In a link to the location on Bore Street, we start with various bits of in-house cured boar which are what the term ‘melt-in-the-mouth’ was invented for, though you’ll never hear me say that. There is whipped and smoked cod’s roe bound in a one-bite shell with trout dressed in ponzu, followed by a red cabbage velouté the colour of your gran’s curtains, with mustard cream and drops of the greenest olive oil. We finish off the pre-menu dishes with just warm bread and a yeasty, marmite-like butter. Omar shouts “umami!”, which in hindsight would have been funnier had he shouted “Omarmi!”. Everything pops with flavour like fireworks in the illegal setting of your mouth. Tom clearly means business with his new restuarant.

The combination of scallop, apple, and celeriac isn’t new, yet here it feels contemporary given the dashi and the salsa verde inclusions that add a brightness to it all. The scallop is a beast, hand dived and delivered that morning by a monger who has his own key to the building. Cooked to a milky sheen in the middle, it’s one star cooking all day long. A coddled Burford Brown is next which suffers for being my least favourite way to cook my favourite egg. It’s cloaked under a sheet of celeriac with goats curd and a truffle dressing, the outside tiled with shards of crispy bread and more of that cured boar. It’s rich and complex. What I don’t like is that slightly snotty white that you get from an egg that is technically cooked even if it looks otherwise. No qualms at all from the cod course. Perfect fish, plump mussels, a smoked potato puree and a champagne sauce Grenobloise. One of the group says it echoes the flavours of the most indulgent fish pie to which we all nod enthusiastically.



The guinea fowl is a genuine moment of the year. Buttery breast, slightly gamey in flavour, with a kind of jumble of hazelnuts, shitake mushrooms, and bird, lifted by glossy sauce of sherry and carcass. It succeeds in shutting the four of us up – much to the delight of the rest of the dining room. Simply outstanding. Memorable. Sobering, even. Nick thinks the pairing of this and the Nuits-St-George is the best mouthful he’s had in years. Gordon comments that the wine pairing in general is up there with the best he’s ever had, which is funny to the rest of us given that we’re not on a pairing. Venison arrives, crimson prime cut, sausage on a posh cocktail stick. Salsify that’s been jerked, pickled blackberries and one of those sauces which ideally calls for bread but the finger suffices in the heat of the moment. None of us take a picture. We just sit and eat. This man can really cook.
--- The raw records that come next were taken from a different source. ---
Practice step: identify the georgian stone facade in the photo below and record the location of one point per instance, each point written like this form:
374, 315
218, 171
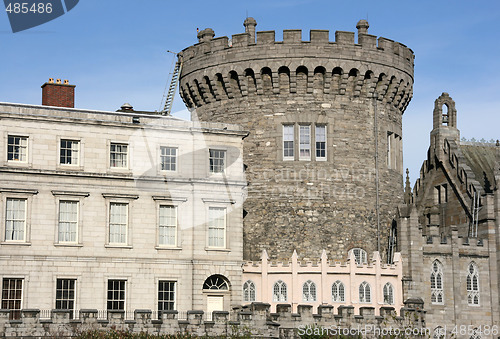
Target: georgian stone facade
118, 210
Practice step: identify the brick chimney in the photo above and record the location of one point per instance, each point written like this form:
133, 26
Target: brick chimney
58, 94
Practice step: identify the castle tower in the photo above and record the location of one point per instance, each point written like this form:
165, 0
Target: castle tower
324, 155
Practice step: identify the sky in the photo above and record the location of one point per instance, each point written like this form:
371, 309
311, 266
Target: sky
115, 51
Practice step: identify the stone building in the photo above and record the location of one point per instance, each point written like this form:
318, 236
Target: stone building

A pre dessert of Thai green curry is unmistakable in its intention; lemon grass, lime, galangal and chilli foam, with a few cubes of mango at the base for sweetness. It is successful in transitioning from savoury to sweet, and for providing a real talking point. Final course is an eclair, with pear, sherry and salted caramel sauce. Exquisite pastry work on the choux bun. Would love to tell you more but by now we’re necking dessert wine like its water. I think there were petit fours but don’t quote me on it.


At £77 for the tasting menu, Upstairs by Tom Shepherd is a steal. Our bill, with three, maybe four good bottles of wine is about £150 a head, which I would personally consider value given the quality of produce and the cooking. In truth I tried to book when they first opened, but was politely asked to give the kitchen a couple of months to settle before steam-rolling in, loud mouthed and full of bravado. They needn’t have worried; they’ve hit the ground running and are cooking at one star level immediately. This is food worth boarding the train to Lichfield for. May I suggest that you do so with champagne in a paper cup.